Might be a long shot but maybe ''Connections'' by James Burke?
https://www.amazon.com/Connections-James-Burke/dp/0743299558
The book and the documentary series aren't new, but fits your description. If inventions and their origins are a topic of interest to you "Connections", might be worth your consideration.
There are at least a few episodes on www.archive.org and possibly on YouTube.
James Burke is your man. Thank me later.
>What is the Book/Show Connections?
Book:
http://www.amazon.com/Connections-James-Burke/dp/0743299558
Show:
https://www.youtube.com/results?search_query=connections+burke
> Just because new tech pops up in different parts of the world in different ways, doesn't mean there isn't a general order to it.
The problem is that new tech DOESN'T pop up in different parts of the world. One technology does NOT lead to another in this way, there are many other factors involved. This is the problem with the tech tree analogy.
>Electricity had to happen before computers could exist.

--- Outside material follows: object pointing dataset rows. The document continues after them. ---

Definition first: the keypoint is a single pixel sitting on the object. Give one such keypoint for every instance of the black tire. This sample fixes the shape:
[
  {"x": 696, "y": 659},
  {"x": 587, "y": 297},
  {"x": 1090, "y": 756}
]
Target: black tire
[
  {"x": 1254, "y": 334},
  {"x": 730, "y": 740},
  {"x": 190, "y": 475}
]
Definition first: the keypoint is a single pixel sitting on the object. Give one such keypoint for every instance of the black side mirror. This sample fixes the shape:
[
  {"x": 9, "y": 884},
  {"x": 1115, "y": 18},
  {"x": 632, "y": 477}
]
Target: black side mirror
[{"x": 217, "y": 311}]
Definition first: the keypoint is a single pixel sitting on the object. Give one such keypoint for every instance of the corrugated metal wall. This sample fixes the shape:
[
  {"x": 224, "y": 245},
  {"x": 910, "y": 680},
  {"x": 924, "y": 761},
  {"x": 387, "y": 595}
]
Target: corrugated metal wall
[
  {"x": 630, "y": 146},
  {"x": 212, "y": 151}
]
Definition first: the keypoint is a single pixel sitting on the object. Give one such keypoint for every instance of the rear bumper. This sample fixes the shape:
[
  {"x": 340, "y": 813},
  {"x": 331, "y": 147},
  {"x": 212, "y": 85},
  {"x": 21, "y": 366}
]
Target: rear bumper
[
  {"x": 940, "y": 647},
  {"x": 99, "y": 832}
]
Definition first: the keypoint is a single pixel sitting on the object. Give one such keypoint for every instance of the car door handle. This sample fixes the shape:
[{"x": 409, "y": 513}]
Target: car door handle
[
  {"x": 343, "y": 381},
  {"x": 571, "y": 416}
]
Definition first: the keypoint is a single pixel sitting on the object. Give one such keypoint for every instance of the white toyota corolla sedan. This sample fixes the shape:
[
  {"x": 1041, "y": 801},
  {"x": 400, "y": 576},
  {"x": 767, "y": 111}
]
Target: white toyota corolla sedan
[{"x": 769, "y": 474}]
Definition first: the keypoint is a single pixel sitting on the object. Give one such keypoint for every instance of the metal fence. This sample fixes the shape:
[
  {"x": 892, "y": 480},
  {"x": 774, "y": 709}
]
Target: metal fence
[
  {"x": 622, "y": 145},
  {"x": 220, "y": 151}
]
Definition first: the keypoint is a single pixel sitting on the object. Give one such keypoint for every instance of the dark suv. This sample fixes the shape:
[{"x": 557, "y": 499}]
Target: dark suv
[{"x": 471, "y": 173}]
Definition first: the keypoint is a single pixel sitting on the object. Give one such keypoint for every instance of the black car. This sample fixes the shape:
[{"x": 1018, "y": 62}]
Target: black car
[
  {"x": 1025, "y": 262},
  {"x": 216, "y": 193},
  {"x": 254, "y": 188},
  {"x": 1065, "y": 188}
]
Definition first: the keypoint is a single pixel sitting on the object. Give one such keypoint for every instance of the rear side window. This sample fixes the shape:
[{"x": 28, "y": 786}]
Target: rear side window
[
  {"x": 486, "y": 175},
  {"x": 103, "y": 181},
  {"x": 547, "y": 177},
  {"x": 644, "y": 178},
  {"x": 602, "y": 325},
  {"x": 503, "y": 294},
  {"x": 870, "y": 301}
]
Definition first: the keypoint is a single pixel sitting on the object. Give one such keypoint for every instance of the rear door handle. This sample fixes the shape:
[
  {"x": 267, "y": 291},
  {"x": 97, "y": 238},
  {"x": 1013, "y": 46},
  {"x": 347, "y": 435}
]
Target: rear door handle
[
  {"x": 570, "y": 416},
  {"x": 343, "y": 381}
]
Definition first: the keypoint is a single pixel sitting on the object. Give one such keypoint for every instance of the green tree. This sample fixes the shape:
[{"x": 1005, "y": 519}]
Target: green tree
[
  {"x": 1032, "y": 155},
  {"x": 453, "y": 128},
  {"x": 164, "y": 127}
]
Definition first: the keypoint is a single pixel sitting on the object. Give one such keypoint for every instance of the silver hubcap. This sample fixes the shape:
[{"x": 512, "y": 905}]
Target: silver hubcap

Except this isn't true. Mechanical computers existed before electrical machines happened. Napier's Bones, Babbage's adding machine, any number of astrological computers, and even the punch card was invented for mechanical looms 150 years before being applied to electronic computers.
>There are hundreds of pivotal inventions and discoveries missing from this over simplified example but it still validates the fact that to some degree there is definitely order.
But this order is imposed after the fact, not before. The order was not created by the technology, but it's application.
>There's no way Facebook (or any social media application) could have existed before electricity.
Unless you count widespread newspaper syndication as a form of social media.